On the other hand, I think parents (yes, even Anita's) do a great disservice if they pretend that all it takes to overcome cultural, religious and social differences is falling in love. It's a very shallow background that does not inform us of our morals, ethics and ways of approaching the world.


i going to guess she was telling you want she wanted you to say, "Hell yes, sister!". she has probably had enough cheering from the other side, has made up her mind, and just wants someone to root for her for a change.

"she fears shaming her family and being rejected by those she loves." i was married to a gal seven years my senior of another race. then married another gal six years my junior of another race. i knew my parents would have problems especially with the first. i told them i wasn't affraid to make mistakes-- that if i did, i was willing to live with them. i am greatful for my mistakes. they remind me of my weaknesses, and at the same time contribute to the chain of events which has landed me where i'm at. that is why i am extremely greatful. one has to have their ducks in a row. can't be living a life for parents, can't be living a life for friends etc. one is contstantly reviewing their life and eventually and hopefully we look back and say it was our life.

Girl go for it! and ask your parents if they would like to come along for the ride of your life.


I agree with Mythago that your assumptions about Jews who object to intermarriage are wildly off-beam and verging towards offensive.
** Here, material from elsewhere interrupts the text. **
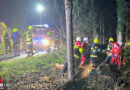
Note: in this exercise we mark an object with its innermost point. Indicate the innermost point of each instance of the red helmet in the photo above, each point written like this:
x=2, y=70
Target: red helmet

It seems to be an assumption among white Americans that race is the most important factor in choosing a partner. Thus, liberal sorts are terribly proud of being open to marriage to someone with different skin color. The converse of that is that anyone who expresses doubts about marrying outside their own culture is automatically assumed to be racist.

It's not necessarily about race at all. A culture may be more than just eating 'funny' foods or knowing what part of the world your ancestors came from. If it's a major factor in your outlook and experience and values, isn't it reasonable to want to marry (or want your children to marry) someone who shares such an important part of your identity?

It would be near-impossible for me to marry someone genetically / ethnically similar to me unless I committed incest, since I'm so ethnically mixed I'm barely the same 'race' as myself. But I would still prefer to marry someone who shares my moral system, and who would not be excluded by my spending most of my leisure time on synagogue-related activities, and who understands my cultural references.


Influencing who your children will marry is so much more than making rules. If you think you are not influencing who your children will marry by raising them in a strongly Christian home, you're deluding yourself.